Hardball was played, opinions differed, but the business was conducted with a modicum of
mutual respect. After all, the gentleman from Oklahoma and the gentlewoman from Maine were each Americans acting to represent their constituents.

This laborious, choreographed process wasn’t utopia, but it constituted a further layer of checks and balances to prevent acting in haste and repenting at leisure, and it proceeded by way of a customary route to a finished product.

Yes, there were cronyism and backscratching and horse trading and incomplete transparency and opportunities for vested interests to game the system and minority opinions to be ignored, but the alternative we are now witnessing is a poor substitute for regular order.

Special interests now choose the candidates, fund their campaigns, gerrymander their districts and dictate their agendas. the Ins now refuse to cooperate with the Outs on almost everything, so almost nothing can be achieved, unless the majority party can muster enough votes to pass it alone.

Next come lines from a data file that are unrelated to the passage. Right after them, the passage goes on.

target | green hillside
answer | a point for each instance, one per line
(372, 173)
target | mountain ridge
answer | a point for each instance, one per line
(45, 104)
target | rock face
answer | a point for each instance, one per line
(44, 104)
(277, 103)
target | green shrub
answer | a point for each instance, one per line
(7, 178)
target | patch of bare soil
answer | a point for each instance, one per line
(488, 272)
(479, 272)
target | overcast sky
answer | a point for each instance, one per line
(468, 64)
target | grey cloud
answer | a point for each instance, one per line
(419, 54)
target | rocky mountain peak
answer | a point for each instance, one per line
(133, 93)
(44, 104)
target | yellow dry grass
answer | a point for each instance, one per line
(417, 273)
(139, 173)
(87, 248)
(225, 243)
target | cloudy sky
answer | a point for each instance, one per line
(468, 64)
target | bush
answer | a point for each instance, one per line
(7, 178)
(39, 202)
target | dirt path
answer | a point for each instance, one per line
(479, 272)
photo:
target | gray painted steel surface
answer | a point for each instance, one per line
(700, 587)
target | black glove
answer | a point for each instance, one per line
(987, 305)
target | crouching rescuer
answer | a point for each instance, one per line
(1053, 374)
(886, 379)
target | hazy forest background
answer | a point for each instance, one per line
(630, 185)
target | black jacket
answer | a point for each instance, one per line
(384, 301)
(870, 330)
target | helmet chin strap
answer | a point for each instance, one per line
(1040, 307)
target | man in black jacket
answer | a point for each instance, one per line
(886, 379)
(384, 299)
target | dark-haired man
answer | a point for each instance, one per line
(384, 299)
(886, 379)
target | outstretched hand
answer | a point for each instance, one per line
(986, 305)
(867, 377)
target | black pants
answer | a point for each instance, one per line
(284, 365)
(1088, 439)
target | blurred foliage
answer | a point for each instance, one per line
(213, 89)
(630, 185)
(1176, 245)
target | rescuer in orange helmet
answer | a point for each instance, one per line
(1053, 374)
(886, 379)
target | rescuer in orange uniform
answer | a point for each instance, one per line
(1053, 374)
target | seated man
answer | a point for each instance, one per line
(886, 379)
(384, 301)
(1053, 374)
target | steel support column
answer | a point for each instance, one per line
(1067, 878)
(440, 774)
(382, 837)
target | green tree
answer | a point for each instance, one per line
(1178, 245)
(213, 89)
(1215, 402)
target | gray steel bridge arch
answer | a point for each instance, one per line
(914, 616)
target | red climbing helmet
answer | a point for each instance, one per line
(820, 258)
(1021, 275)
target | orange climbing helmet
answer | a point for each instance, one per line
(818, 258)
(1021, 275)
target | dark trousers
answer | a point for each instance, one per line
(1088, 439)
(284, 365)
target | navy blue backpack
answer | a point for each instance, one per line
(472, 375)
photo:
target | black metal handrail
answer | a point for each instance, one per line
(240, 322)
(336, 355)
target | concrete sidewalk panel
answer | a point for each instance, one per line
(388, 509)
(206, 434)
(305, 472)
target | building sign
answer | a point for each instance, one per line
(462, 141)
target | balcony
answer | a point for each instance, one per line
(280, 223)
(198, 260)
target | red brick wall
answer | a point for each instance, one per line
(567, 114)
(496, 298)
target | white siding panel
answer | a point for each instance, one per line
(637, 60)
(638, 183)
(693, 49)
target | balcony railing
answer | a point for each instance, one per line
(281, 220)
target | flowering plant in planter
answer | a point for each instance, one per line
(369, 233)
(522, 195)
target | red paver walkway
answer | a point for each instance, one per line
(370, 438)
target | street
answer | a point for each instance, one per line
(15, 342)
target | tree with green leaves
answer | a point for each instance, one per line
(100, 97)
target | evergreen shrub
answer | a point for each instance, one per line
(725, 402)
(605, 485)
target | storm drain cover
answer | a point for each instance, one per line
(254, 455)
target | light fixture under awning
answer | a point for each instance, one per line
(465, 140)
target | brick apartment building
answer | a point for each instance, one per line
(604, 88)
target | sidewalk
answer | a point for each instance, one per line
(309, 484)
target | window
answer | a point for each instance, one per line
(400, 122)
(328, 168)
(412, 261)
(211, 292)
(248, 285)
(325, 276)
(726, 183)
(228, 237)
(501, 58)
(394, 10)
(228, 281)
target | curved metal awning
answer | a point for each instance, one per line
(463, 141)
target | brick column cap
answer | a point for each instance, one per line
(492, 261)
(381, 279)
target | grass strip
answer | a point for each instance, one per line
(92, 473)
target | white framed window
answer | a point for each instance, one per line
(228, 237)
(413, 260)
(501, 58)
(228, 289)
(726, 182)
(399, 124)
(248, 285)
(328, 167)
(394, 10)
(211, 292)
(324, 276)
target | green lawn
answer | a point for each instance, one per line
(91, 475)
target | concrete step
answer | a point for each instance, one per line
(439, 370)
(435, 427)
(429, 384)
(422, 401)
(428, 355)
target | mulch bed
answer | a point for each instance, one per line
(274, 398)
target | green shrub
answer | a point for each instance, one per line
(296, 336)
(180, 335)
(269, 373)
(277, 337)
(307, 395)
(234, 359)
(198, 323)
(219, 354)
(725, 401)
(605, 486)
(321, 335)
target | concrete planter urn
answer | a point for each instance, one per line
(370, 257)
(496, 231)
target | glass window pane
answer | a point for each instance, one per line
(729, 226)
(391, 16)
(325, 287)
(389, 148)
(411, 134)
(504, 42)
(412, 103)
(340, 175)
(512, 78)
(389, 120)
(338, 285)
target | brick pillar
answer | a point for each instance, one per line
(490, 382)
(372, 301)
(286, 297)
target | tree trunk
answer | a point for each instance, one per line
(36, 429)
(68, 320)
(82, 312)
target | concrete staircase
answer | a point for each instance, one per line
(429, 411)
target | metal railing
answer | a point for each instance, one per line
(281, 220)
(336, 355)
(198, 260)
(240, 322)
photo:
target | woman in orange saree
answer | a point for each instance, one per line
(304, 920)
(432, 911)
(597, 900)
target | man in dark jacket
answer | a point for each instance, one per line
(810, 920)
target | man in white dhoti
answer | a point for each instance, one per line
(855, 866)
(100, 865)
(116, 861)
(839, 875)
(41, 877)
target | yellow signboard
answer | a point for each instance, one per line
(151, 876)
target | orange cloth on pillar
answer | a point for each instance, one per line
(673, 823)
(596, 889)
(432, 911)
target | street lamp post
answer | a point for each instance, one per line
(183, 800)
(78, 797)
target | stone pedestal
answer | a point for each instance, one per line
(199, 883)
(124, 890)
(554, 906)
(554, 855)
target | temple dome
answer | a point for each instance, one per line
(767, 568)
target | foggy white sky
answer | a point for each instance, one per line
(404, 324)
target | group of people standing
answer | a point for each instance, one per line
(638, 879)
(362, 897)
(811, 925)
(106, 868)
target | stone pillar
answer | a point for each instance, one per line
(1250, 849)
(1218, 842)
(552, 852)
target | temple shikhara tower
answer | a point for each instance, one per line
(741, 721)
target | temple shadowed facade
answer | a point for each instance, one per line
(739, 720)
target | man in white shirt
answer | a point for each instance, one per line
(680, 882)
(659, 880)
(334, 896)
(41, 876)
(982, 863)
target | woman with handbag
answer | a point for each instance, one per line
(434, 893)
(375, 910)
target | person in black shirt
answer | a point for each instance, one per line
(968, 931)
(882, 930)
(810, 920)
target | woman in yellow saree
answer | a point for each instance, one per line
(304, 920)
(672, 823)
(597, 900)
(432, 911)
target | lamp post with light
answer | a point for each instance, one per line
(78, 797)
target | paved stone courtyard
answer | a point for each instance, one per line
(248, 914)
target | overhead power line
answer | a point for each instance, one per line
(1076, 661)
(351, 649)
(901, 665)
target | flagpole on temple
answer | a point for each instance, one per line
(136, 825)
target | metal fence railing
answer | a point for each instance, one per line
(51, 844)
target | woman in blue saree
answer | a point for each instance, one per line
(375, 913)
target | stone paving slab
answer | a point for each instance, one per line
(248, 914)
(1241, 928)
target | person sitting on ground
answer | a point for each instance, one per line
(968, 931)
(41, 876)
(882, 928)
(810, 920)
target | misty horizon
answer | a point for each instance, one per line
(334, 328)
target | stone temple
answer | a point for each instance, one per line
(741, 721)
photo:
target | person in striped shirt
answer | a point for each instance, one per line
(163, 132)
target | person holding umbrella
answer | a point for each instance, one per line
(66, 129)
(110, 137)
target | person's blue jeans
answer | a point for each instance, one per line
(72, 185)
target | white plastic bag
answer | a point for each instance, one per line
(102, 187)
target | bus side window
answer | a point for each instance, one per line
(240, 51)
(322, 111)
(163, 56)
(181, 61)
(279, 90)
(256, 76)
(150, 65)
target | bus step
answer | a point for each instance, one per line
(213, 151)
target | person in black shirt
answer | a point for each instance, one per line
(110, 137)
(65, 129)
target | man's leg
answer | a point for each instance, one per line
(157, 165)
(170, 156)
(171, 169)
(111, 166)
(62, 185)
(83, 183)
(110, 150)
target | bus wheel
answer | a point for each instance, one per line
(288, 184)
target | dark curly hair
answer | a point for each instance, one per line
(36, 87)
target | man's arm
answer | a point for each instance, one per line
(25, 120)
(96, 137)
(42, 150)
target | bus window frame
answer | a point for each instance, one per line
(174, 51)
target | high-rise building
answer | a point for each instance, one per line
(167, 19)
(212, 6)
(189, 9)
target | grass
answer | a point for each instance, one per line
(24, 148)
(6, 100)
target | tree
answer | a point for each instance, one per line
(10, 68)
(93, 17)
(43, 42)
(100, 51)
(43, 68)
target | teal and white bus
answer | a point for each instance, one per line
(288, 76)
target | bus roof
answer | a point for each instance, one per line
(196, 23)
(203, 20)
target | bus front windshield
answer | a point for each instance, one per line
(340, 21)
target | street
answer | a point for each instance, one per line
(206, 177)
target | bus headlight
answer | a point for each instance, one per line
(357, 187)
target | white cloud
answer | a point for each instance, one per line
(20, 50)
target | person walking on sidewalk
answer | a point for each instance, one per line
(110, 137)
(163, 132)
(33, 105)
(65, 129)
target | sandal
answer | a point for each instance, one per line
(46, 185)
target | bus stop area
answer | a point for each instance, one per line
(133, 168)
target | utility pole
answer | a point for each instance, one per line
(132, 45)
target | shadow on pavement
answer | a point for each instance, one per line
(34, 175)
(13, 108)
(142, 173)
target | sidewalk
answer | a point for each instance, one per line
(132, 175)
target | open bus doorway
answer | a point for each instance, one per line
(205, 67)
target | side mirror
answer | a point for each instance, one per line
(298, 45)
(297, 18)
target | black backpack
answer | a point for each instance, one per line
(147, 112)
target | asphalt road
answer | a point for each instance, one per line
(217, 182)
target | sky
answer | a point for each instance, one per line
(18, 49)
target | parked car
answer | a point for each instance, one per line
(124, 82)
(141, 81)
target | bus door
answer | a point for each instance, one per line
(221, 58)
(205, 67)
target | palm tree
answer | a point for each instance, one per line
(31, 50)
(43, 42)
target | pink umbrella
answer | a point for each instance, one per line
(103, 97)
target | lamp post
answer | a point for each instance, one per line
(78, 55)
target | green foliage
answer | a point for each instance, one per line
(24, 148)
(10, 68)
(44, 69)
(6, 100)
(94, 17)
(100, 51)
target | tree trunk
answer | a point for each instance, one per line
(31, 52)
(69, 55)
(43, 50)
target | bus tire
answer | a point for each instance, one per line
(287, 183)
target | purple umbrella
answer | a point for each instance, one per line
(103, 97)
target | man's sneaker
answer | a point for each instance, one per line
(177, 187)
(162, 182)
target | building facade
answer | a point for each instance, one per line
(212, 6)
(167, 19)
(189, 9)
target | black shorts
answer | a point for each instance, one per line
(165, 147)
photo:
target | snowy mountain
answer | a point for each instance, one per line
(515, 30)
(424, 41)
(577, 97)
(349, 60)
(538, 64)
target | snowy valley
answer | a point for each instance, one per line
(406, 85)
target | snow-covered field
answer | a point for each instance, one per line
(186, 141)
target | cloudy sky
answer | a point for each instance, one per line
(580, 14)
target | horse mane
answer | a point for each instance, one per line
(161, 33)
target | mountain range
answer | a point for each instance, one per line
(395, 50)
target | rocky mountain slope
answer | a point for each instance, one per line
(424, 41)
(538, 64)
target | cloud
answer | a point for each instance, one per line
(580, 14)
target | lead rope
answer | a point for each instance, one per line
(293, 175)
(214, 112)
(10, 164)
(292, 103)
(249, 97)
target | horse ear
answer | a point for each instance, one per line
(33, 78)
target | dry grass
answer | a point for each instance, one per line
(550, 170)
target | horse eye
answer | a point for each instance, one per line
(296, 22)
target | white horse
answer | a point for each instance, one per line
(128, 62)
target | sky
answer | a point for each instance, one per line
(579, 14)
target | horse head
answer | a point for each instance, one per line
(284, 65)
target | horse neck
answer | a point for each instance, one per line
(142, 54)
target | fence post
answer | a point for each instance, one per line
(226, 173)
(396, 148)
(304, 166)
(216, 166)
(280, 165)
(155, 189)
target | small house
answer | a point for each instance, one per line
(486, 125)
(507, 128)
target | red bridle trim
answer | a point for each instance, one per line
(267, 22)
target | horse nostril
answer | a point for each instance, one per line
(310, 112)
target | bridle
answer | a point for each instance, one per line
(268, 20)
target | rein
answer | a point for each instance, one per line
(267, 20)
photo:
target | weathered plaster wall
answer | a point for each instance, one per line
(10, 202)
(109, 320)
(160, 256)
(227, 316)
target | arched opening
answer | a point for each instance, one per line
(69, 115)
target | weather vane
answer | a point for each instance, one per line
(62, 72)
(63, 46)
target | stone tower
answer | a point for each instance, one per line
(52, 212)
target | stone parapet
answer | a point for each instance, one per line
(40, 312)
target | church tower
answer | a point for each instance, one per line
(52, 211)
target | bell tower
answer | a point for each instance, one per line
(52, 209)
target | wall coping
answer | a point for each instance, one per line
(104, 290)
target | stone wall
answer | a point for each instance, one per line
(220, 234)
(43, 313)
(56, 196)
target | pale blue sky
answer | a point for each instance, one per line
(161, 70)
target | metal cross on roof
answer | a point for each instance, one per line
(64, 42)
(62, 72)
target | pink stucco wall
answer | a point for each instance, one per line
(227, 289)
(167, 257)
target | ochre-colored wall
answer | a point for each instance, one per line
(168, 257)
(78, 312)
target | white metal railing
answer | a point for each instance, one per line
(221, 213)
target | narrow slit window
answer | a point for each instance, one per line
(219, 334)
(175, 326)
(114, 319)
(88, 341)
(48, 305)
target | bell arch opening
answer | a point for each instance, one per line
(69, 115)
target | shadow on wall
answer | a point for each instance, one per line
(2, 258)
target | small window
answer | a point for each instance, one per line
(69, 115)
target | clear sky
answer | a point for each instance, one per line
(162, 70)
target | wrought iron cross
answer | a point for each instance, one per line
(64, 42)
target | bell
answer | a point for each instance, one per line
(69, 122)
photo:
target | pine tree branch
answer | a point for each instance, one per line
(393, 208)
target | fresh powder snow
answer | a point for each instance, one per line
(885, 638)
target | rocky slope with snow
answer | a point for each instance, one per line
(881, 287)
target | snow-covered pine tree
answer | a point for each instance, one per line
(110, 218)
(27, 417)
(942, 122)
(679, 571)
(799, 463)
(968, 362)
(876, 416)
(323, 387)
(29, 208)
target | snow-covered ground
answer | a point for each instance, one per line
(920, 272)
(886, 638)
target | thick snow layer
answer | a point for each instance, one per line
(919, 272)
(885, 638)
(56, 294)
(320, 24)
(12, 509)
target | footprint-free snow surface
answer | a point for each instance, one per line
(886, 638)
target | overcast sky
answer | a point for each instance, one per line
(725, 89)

This produces gridlock and stasis, bitter internecine warfare and bad blood. And nothing will change so long as there is only hard right and hard left, no middle and compromise is a dirty word. The government is increasingly unable to govern, which anti-government zealots regard as victory. But things left undone today will come back to haunt us tomorrow, and a refusal to meet in the middle when an actual emergency comes along may spell catastrophe.

This paralysis hardly means, however, that nothing is being done. Efforts are under way in the executive departments to adjust regulations to please cronies and large donors (see “Tump’s Favorite Tycoon,” New Yorker, Aug. 28 for an example). Ideologues opposed to the mission, and even the existence of EPA, SEC, the departments of Energy, Justice, Education and many other government entities have been appointed to run them — into the ground, if possible. They are purging the ranks of those who value the department or agency, and are toiling tirelessly to not perform the government functions the agencies are required by law to provide. Budgets are being drafted to eliminate programs unpopular with those who have the president’s ear, wealthy corporate interests, anti-government acolytes. Laws are being drafted in secret and brought to a vote before members of Congress have time to learn what they contain.

Overnight the words “climate change” disappear from the website of the National Institutes of Health, scientists are purged, needed programs are slated for extinction. And the atrocities we see being committed are only the ones energetic reporters and alarmed leakers have managed to bring to light. Who knows what goes on in the deepening darkness where the usual rules are ignored, laws are broken and standards of government ethics are flouted?

This rule by stealth and fiat is the sort of thing you’d expect from a junta, cabal or autocracy, not from a democratic republic. Instead of regular order, we are being ruled by irregular disorder, and while it may serve the interests of a few, it does not serve the people of the United States who expect their government to busy itself doing what the Constitution promises — to “establish Justice, insure domestic Tranquility, provide for the common defense, promote the general Welfare, and secure the Blessings of Liberty to ourselves and our Posterity.”